Después de comer, el jueves, día dieciocho, que también era el decimoctavo aniversario de la muerte del padre de Olia, provisto del revólver, que a estas alturas ya era muy fornido e independiente, y con un tiempo diáfano y frágil (con un húmedo viento del oeste y el color violeta de los pensamientos en todos los jardines), salieron en el tranvía 57 hacia el Grünewald, donde planeaban encontrar un lugar solitario y matarse de un tiro uno después del otro. Se quedaron en la plataforma trasera del tranvía, los tres con gabardina y rostros hinchados y pálidos —y la gorra de gran visera de Yasha, que no llevaba desde hacía unos cuatro años y que por alguna razón se había puesto hoy, le otorgaba un aspecto extrañamente plebeyo; Rudolf iba destocado y el viento despeinaba sus cabellos rubios, apartados de las sienes; Olia se apoyaba en la barandilla, agarrando el hierro negro con una mano firme y blanca que tenía un anillo prominente en el índice —y contemplaba con los ojos semicerrados las calles que se deslizaban tras ella, y todo el rato pisaba por error el pedal del suelo que accionaba la suave campanilla (destinado al pie enorme y pétreo del conductor cuando la parte trasera del coche se convirtiera en la delantera). Desde el interior del coche y a través de la puerta, Yuli Filippovich Posner, ex tutor de un primo de Yasha, se dio cuenta de la presencia del grupo. Asomándose con rapidez —era una persona decidida y confiada—, hizo una seña a Yasha, quien, al reconocerle, fue hacia dentro.
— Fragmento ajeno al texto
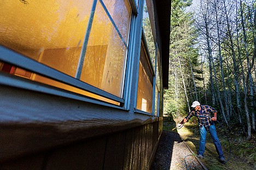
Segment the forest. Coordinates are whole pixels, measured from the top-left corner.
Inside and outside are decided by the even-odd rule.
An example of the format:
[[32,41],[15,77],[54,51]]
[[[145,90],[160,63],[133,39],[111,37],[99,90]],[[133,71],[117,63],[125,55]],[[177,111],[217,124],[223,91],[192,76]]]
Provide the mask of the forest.
[[197,2],[189,10],[191,0],[172,0],[164,116],[184,118],[195,100],[213,107],[234,142],[251,143],[255,164],[256,1]]
[[212,106],[249,140],[255,130],[256,2],[172,1],[169,89],[165,113],[185,116],[193,101]]

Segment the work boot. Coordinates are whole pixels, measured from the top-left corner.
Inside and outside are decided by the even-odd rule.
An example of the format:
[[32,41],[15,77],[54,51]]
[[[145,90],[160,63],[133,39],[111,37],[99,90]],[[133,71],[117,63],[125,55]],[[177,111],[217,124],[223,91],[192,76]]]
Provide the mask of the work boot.
[[201,159],[203,159],[203,156],[200,154],[196,155],[196,156]]
[[221,157],[219,159],[219,162],[222,163],[225,163],[226,161],[225,160],[225,159],[224,157]]

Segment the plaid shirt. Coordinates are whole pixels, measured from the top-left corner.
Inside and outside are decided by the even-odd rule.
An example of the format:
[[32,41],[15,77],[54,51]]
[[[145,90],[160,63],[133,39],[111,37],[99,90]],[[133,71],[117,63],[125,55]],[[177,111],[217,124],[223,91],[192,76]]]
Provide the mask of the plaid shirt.
[[198,110],[196,111],[195,109],[193,109],[185,118],[189,120],[193,116],[195,116],[198,119],[199,127],[201,128],[203,126],[206,130],[208,130],[210,125],[214,124],[213,121],[211,120],[210,113],[211,112],[217,112],[217,111],[213,107],[208,105],[201,105],[200,106],[202,112]]

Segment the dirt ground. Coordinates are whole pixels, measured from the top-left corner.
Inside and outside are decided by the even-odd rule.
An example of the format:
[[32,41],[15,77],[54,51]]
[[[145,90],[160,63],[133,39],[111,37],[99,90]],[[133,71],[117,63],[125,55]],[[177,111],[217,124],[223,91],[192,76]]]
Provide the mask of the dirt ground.
[[178,133],[163,131],[152,169],[203,169],[191,154]]

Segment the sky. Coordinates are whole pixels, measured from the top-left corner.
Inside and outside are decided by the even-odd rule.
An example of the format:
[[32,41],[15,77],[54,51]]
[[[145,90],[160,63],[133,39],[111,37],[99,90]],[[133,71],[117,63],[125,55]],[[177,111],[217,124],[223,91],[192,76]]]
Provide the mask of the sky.
[[186,10],[188,11],[190,11],[197,7],[200,3],[200,0],[193,0],[192,1],[192,5],[190,7],[187,8]]

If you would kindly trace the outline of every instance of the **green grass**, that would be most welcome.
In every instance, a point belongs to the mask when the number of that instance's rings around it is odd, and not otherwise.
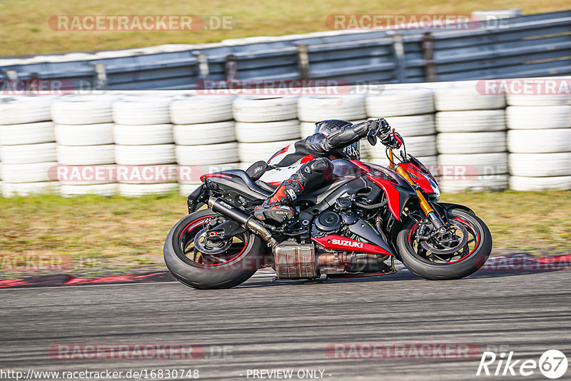
[[[495,253],[571,250],[571,192],[467,193],[442,200],[473,208],[489,226]],[[74,272],[94,274],[163,265],[164,238],[186,203],[179,195],[47,195],[0,198],[0,258],[69,258]]]
[[[0,55],[118,49],[163,44],[194,44],[252,36],[280,36],[328,30],[330,14],[469,14],[475,10],[520,8],[541,13],[570,8],[566,0],[3,0]],[[62,31],[51,29],[54,15],[230,15],[232,30],[193,31]]]

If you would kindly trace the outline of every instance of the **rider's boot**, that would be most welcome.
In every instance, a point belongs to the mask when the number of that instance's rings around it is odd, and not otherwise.
[[[287,221],[295,216],[292,202],[303,191],[299,181],[289,179],[282,183],[263,203],[254,209],[254,215],[260,220]]]

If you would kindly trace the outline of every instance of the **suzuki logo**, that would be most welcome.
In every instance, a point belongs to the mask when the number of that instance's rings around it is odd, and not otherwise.
[[[363,248],[363,243],[356,240],[331,240],[331,243],[333,245],[340,245],[341,246],[347,246],[348,248]]]

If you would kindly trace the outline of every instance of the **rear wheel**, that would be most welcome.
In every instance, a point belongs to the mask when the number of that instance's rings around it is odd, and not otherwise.
[[[177,280],[199,289],[229,288],[263,265],[267,248],[258,235],[245,232],[230,238],[207,236],[211,226],[224,220],[205,209],[186,215],[171,229],[164,258]]]
[[[450,243],[418,242],[419,225],[405,224],[397,236],[403,263],[412,273],[430,280],[460,279],[481,268],[492,252],[492,235],[485,223],[460,208],[448,210]]]

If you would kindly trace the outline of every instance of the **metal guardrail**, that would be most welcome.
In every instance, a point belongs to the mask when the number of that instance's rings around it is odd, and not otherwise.
[[[201,78],[342,78],[351,83],[571,73],[571,11],[510,18],[505,28],[403,29],[196,50],[0,66],[0,78],[66,78],[74,88],[192,89]]]

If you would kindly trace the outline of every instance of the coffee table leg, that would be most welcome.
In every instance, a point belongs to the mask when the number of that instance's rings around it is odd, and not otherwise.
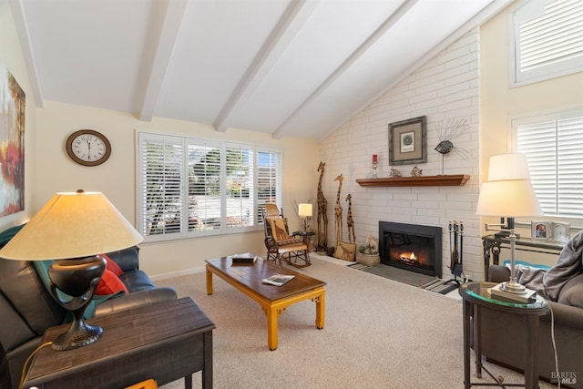
[[[207,294],[212,294],[212,272],[209,271],[209,265],[207,265]]]
[[[279,310],[270,307],[265,310],[267,314],[267,344],[270,350],[273,351],[277,348],[277,317]]]
[[[322,291],[322,294],[316,296],[313,302],[316,303],[316,328],[322,330],[324,328],[325,320],[325,305],[326,305],[326,292]]]

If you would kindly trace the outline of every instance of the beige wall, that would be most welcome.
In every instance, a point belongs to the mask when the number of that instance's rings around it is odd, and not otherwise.
[[[135,222],[137,129],[283,148],[283,210],[291,229],[299,226],[294,201],[315,199],[320,158],[315,141],[291,138],[278,140],[267,134],[234,128],[217,132],[207,125],[162,118],[142,122],[122,112],[50,101],[38,109],[37,117],[36,209],[57,191],[97,190],[103,192],[128,220]],[[67,156],[65,142],[72,132],[81,128],[97,130],[111,142],[111,156],[104,164],[85,167]],[[165,243],[142,243],[141,249],[140,266],[152,276],[199,269],[208,258],[265,251],[262,230]]]
[[[583,69],[581,72],[547,81],[509,87],[508,13],[518,4],[506,8],[481,27],[482,115],[480,133],[481,177],[487,179],[489,158],[508,149],[510,119],[537,112],[560,110],[583,106]],[[496,222],[483,219],[484,222]],[[521,220],[530,223],[530,220]],[[581,226],[580,220],[569,220]],[[523,237],[530,237],[529,228],[518,228]],[[556,257],[535,254],[521,258],[540,263],[554,264]],[[527,257],[525,257],[527,256]],[[501,258],[508,258],[503,253]]]
[[[0,218],[0,230],[8,227],[22,224],[33,212],[35,198],[35,134],[36,110],[26,67],[18,43],[16,27],[8,0],[0,0],[0,62],[2,62],[15,77],[20,87],[26,95],[26,117],[25,130],[25,210],[4,218]]]

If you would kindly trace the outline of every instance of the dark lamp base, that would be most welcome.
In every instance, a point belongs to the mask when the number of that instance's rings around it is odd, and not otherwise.
[[[73,350],[87,346],[103,333],[100,327],[86,323],[83,313],[91,302],[105,269],[106,260],[99,256],[60,260],[48,269],[53,298],[73,315],[71,327],[53,342],[53,350]],[[61,300],[57,288],[68,294],[70,299]]]
[[[103,334],[103,329],[89,325],[85,322],[77,322],[69,330],[58,335],[51,344],[56,351],[73,350],[91,344]]]

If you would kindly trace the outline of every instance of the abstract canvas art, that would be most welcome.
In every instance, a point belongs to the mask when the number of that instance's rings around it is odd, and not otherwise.
[[[0,63],[0,216],[25,209],[26,96]]]

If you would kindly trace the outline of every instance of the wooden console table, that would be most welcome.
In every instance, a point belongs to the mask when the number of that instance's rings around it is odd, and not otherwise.
[[[494,265],[500,264],[500,250],[510,248],[510,240],[507,238],[496,238],[494,235],[482,237],[484,246],[484,280],[488,281],[488,268],[490,258]],[[517,251],[540,252],[544,254],[558,255],[565,243],[553,241],[533,241],[530,238],[517,239],[515,248]]]
[[[154,379],[165,384],[202,370],[202,387],[212,388],[212,330],[215,324],[189,297],[143,305],[87,320],[103,328],[94,343],[78,349],[42,348],[23,387],[121,388]],[[49,328],[41,344],[70,324]]]

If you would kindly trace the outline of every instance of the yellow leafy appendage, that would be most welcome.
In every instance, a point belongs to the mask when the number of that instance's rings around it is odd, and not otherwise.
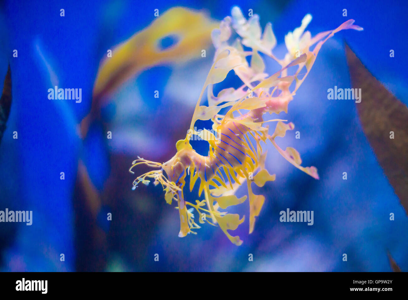
[[[255,218],[259,215],[265,199],[262,195],[253,193],[251,184],[254,182],[262,187],[267,182],[275,179],[275,176],[270,174],[264,168],[266,152],[263,150],[261,143],[270,141],[291,164],[319,179],[316,168],[301,165],[302,160],[296,150],[288,147],[284,150],[275,140],[277,137],[284,136],[287,130],[293,130],[293,123],[277,119],[265,120],[264,114],[287,112],[288,103],[308,74],[317,53],[328,39],[342,29],[362,29],[353,25],[354,20],[350,20],[334,30],[312,38],[309,31],[304,32],[311,20],[311,16],[307,15],[301,27],[285,36],[288,53],[280,60],[272,52],[276,40],[270,23],[262,33],[257,15],[247,20],[237,7],[233,9],[231,15],[221,22],[219,29],[212,33],[216,49],[214,63],[197,102],[190,129],[186,138],[176,145],[177,153],[162,164],[139,158],[133,162],[130,171],[133,173],[132,168],[140,164],[159,168],[138,177],[133,182],[133,188],[140,182],[148,184],[150,182],[148,178],[153,178],[155,185],[162,185],[167,203],[171,204],[173,200],[177,201],[181,227],[179,236],[195,233],[193,231],[200,228],[195,221],[193,211],[195,210],[198,213],[199,223],[218,224],[228,238],[239,245],[242,241],[238,236],[232,236],[228,231],[236,229],[244,222],[244,217],[241,218],[237,214],[220,210],[246,201],[246,196],[238,198],[235,193],[246,182],[249,202],[249,233],[252,232]],[[237,37],[231,42],[233,29]],[[251,50],[244,50],[243,45]],[[264,73],[265,64],[259,52],[276,60],[282,66],[281,70],[270,76]],[[246,59],[248,56],[251,56],[250,64]],[[289,74],[292,67],[297,67],[297,70]],[[242,85],[236,89],[222,90],[215,96],[213,85],[224,80],[233,70],[242,80]],[[200,103],[206,89],[208,105],[202,106]],[[226,113],[220,113],[227,107],[229,109]],[[195,131],[194,125],[198,120],[211,120],[213,131]],[[277,122],[271,135],[268,133],[268,127],[265,125],[269,122]],[[200,155],[193,149],[190,144],[193,135],[208,142],[208,156]],[[203,200],[196,200],[195,203],[185,200],[183,189],[188,176],[190,191],[200,178],[198,197],[201,197],[204,191]],[[188,209],[187,206],[190,208]]]

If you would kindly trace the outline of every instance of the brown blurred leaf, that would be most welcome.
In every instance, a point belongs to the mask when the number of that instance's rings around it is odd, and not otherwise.
[[[399,269],[398,265],[397,264],[394,258],[391,256],[391,253],[389,251],[387,251],[387,254],[388,255],[388,259],[390,260],[390,264],[391,265],[391,268],[394,272],[401,272],[401,269]]]
[[[0,142],[3,133],[6,130],[6,123],[9,118],[11,107],[11,71],[9,64],[9,69],[4,79],[3,93],[0,98]]]
[[[345,47],[352,87],[361,89],[361,101],[356,105],[364,133],[408,213],[408,108],[371,75],[346,44]]]

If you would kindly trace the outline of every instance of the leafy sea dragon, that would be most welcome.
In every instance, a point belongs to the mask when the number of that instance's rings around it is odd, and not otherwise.
[[[232,236],[228,231],[236,229],[244,218],[240,218],[237,214],[228,213],[220,210],[246,200],[246,196],[238,198],[235,195],[237,189],[246,182],[249,202],[249,233],[253,231],[255,218],[259,215],[265,197],[254,194],[251,184],[253,182],[262,187],[266,182],[275,179],[275,175],[270,175],[265,169],[266,152],[262,150],[261,143],[270,141],[289,162],[313,178],[319,179],[315,167],[301,166],[302,160],[296,150],[288,147],[284,150],[275,140],[277,137],[284,136],[287,130],[293,129],[293,124],[285,122],[286,120],[265,120],[265,114],[287,112],[288,103],[308,74],[322,45],[328,38],[343,29],[363,29],[354,25],[354,20],[350,20],[334,30],[321,33],[312,38],[310,32],[304,31],[312,19],[311,16],[307,14],[300,27],[285,36],[288,53],[280,60],[272,53],[276,40],[270,23],[266,24],[262,33],[257,15],[254,15],[247,20],[236,7],[233,8],[231,15],[221,21],[219,29],[212,32],[216,49],[214,63],[198,98],[190,129],[185,138],[176,144],[177,153],[163,163],[138,157],[129,171],[133,173],[132,169],[141,164],[158,168],[137,177],[133,189],[135,189],[141,182],[148,184],[150,181],[148,178],[153,179],[155,185],[162,185],[165,192],[166,202],[171,204],[173,200],[177,202],[181,226],[179,236],[195,233],[193,230],[200,228],[195,221],[193,211],[195,210],[200,217],[199,223],[217,224],[231,242],[239,245],[242,241],[238,236]],[[238,37],[229,42],[233,29]],[[245,50],[243,46],[251,50]],[[264,72],[264,60],[259,53],[276,61],[281,65],[281,69],[268,76]],[[246,59],[248,56],[251,56],[250,64]],[[297,68],[292,74],[289,71],[293,68],[291,67]],[[213,85],[223,81],[232,70],[242,81],[242,86],[236,89],[229,88],[222,90],[215,96]],[[208,106],[200,105],[206,89]],[[226,112],[222,113],[223,109]],[[198,120],[211,120],[213,130],[196,131],[194,125]],[[270,122],[277,122],[271,135],[268,133],[268,127],[265,125]],[[213,132],[216,133],[216,136]],[[193,148],[190,140],[193,135],[208,142],[209,149],[207,156],[199,154]],[[204,192],[204,199],[196,200],[195,203],[186,201],[184,196],[188,176],[190,191],[199,179],[198,197],[201,197]],[[188,206],[190,207],[188,209]]]

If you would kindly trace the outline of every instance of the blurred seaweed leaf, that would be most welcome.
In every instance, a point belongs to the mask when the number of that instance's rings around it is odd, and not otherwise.
[[[352,87],[361,89],[362,100],[357,106],[363,129],[408,213],[408,108],[370,73],[346,44],[345,47]]]
[[[86,135],[106,96],[149,67],[201,57],[202,50],[211,43],[211,31],[218,24],[202,13],[173,7],[118,46],[111,57],[107,56],[101,63],[93,87],[91,111],[81,122],[82,136]],[[169,38],[174,38],[175,42],[161,48],[161,42]]]
[[[394,272],[401,272],[401,269],[398,267],[398,265],[397,264],[395,261],[394,260],[392,257],[391,256],[391,253],[390,253],[389,251],[387,252],[387,254],[388,255],[388,259],[390,260],[390,264],[391,265],[391,268],[392,269],[392,271]]]
[[[6,130],[6,123],[9,119],[11,107],[11,71],[10,64],[4,79],[3,93],[0,98],[0,142]]]

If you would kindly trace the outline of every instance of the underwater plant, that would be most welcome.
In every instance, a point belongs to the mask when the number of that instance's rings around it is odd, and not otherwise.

«Me alegro de haberle encontrado», dijo Posner, y después de explicar con todo lujo de detalles que iba con su hija de cinco años (sentada a solas junto a una ventanilla con la flexible nariz apretada contra el cristal) a visitar a su mujer a una clínica de maternidad, sacó la cartera y de ésta su tarjeta de visita, y entonces, aprovechando una parada fortuita del tranvía (el trole se había desenganchado del cable en una curva), tachó su antigua dirección con una pluma y escribió encima la nueva. «Tenga —dijo—, dé esto a su primo en cuanto regrese de Basilea y recuérdele, por favor, que aún tiene varios libros míos que necesito, que necesito mucho.»